Unless you are running the Linux edition of SQL Server (wink wink) you should get an error message indicating that a network connection could not be established. Any other error, such as inability to load a shared library, most likely indicates a missing dependency or a configuration error.

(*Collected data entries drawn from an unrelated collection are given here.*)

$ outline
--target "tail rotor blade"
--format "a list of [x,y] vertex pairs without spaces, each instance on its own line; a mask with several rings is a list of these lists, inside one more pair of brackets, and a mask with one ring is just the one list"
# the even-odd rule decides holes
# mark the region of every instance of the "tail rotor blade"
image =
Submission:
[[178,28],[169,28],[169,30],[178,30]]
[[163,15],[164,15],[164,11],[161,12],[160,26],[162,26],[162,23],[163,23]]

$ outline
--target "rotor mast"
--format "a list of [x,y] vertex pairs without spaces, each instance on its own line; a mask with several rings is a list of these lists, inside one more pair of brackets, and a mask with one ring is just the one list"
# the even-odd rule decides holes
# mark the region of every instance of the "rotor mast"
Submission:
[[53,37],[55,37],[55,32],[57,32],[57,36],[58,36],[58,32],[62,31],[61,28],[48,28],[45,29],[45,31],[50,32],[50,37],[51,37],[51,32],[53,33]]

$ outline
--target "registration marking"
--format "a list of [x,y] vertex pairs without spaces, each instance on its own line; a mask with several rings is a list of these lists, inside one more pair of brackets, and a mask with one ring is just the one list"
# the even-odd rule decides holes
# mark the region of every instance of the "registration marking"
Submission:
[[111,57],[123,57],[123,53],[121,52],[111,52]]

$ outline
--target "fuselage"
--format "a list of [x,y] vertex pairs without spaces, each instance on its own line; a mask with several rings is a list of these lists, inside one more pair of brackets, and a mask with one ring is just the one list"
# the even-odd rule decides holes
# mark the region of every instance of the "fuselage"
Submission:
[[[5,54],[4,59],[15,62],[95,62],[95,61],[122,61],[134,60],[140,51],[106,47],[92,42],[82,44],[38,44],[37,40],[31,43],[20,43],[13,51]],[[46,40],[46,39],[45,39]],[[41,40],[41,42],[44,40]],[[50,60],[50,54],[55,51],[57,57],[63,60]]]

Update: After performing additional tests with ODB we have discovered that unixODBC-2.3.0 doesn’t work very well in multithreaded applications and applications that create more than one ODBC connection. However, the recently released unixODBC-2.3.1 appears to have addressed this issue. With this version all the ODB tests work on Linux just as well as on Windows. The following instructions explain how to make the Native Client ODBC driver for Linux work with unixODBC 2.3.1 instead of 2.3.0.

With the release of version 2.3.1 the unixODBC project changed the shared libraries version. This causes a problem when we try to use this version of unixODBC with Native Client because the driver is linked with the previous version. There are two ways to address this problem, as discussed below.

The easiest approach is to change the shared libraries version back to the old value in the unixODBC source distribution. Using the original instructions, after unpacking unixODBC-2.3.1 (instead of 2.3.0), open the configure file in a text editor and search for the LIB_VERSION= string. Then change it from reading:

LIB_VERSION="2:0:0"

To read:

LIB_VERSION="1:0:0"

Then follow the remainder of the original instructions without any further modifications.

The alternative approach is a bit more involved but it doesn’t require changing the shared libraries version. This, for example, can be preferable if you are installing unixODBC-2.3.1 from a binary package instead of building it yourself.

With this approach we install unixODBC-2.3.1 just like unixODBC-2.3.0, as described in the original instructions. Once this is done, the next step is to create a directory which will contain the “compatibility” symbolic links for the libraries. This can be any directory as long as it is not in the /etc/ld.so.conf list. The last part is important: if this directory is in ld.so.conf, things won’t work since ldconfig checks the library version embedded in the library and will ignore files that have version mismatches. This is why we cannot create the “compatibility” symlinks in, say, /usr/local/lib. However, /usr/local/lib/odbc-compat will work just fine:

$ sudo mkdir /usr/local/lib/odbc-compat

Once the directory is created, we add the following symbolic links:

$ cd /usr/local/lib/odbc-compat
$ sudo ln -s /usr/local/lib/libodbc.so.2 libodbc.so.1
$ sudo ln -s /usr/local/lib/libodbccr.so.2 libodbccr.so.1
$ sudo ln -s /usr/local/lib/libodbcinst.so.2 libodbcinst.so.1

The last step is to add the new directory to the
LD_LIBRARY_PATH environment variable (remember we cannot use the ld.so.conf mechanism):

export LD_LIBRARY_PATH=/usr/local/lib/odbc-compat:$LD_LIBRARY_PATH

If you want this path to be automatically added for your login, then you can add the above line to your ~/.bash_login file. If you want this to be system-wide, then instead add it to /etc/profile.

Once all this is done you can follow the remainder of the original instructions without any further modifications.